Based on the locations, a physician may consider different
diagnoses, prognoses, treatments, and therapies to maintain or
attempt to move the breast cancer patient to a different location
utilizing the cancer map visualization 1400.
[0236] In some embodiments, the physician may assess the underlying
biological data associated with any number of member patients of
any number of groupings to better understand the genetic
similarities and/or dissimilarities. The physician may utilize the
information to make better informed decisions.
[0237] The patient location 1604 is highlighted on the cancer map
visualization 1400 as active (e.g., selected by the physician).

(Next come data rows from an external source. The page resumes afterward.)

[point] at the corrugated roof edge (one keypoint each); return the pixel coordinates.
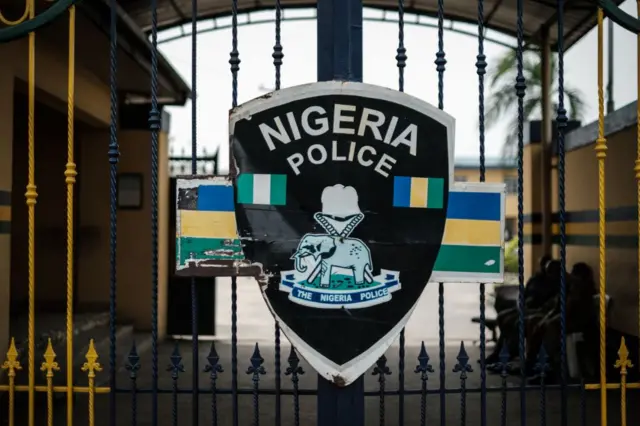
(618, 120)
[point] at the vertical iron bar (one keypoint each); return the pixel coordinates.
(194, 165)
(133, 365)
(277, 63)
(610, 51)
(234, 62)
(442, 356)
(234, 349)
(294, 370)
(113, 155)
(154, 127)
(339, 25)
(401, 61)
(381, 370)
(504, 365)
(440, 68)
(542, 367)
(213, 368)
(463, 368)
(175, 367)
(481, 66)
(520, 88)
(256, 369)
(583, 403)
(423, 368)
(561, 123)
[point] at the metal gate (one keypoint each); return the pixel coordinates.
(429, 400)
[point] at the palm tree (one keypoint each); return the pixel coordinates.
(503, 100)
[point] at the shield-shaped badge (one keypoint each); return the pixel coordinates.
(341, 197)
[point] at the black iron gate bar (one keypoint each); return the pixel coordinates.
(417, 20)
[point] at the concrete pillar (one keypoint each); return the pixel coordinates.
(6, 179)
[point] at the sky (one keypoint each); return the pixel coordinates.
(257, 75)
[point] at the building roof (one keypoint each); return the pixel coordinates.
(500, 15)
(133, 42)
(489, 163)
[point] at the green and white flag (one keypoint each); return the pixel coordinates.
(262, 189)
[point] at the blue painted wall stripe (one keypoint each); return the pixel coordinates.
(401, 191)
(217, 198)
(474, 205)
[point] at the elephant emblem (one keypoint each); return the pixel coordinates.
(327, 252)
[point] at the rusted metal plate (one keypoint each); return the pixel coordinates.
(207, 242)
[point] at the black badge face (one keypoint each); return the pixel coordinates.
(341, 196)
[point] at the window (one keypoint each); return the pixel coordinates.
(512, 184)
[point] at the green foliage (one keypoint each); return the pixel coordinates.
(503, 101)
(511, 256)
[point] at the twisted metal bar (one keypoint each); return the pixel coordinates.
(401, 61)
(234, 62)
(601, 154)
(194, 161)
(113, 155)
(520, 88)
(636, 169)
(277, 63)
(154, 127)
(27, 9)
(381, 370)
(481, 66)
(31, 195)
(440, 68)
(70, 180)
(561, 122)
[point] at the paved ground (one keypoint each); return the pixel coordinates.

Those skilled in the art will appreciate that the different
locations may be of any color, size, brightness, and/or animated to
highlight the desired location(s) for the physician. Further,
although only one location is identified for three different breast
cancer patients, any of the breast cancer patients may have
multiple locations indicating different genetic similarities.
[0238] Those skilled in the art will appreciate that the cancer map
visualization 1400 may be updated with new information at any time.
As such, as new patients are added to the cancer map visualization
1400, the new data updates the visualization such that as future
patients are placed in the map, the map may already include the
updated information. As new information and/or new patient data is
added to the cancer map visualization 1400, the cancer map
visualization 1400 may improve as a tool to better inform
physicians or other medical professionals.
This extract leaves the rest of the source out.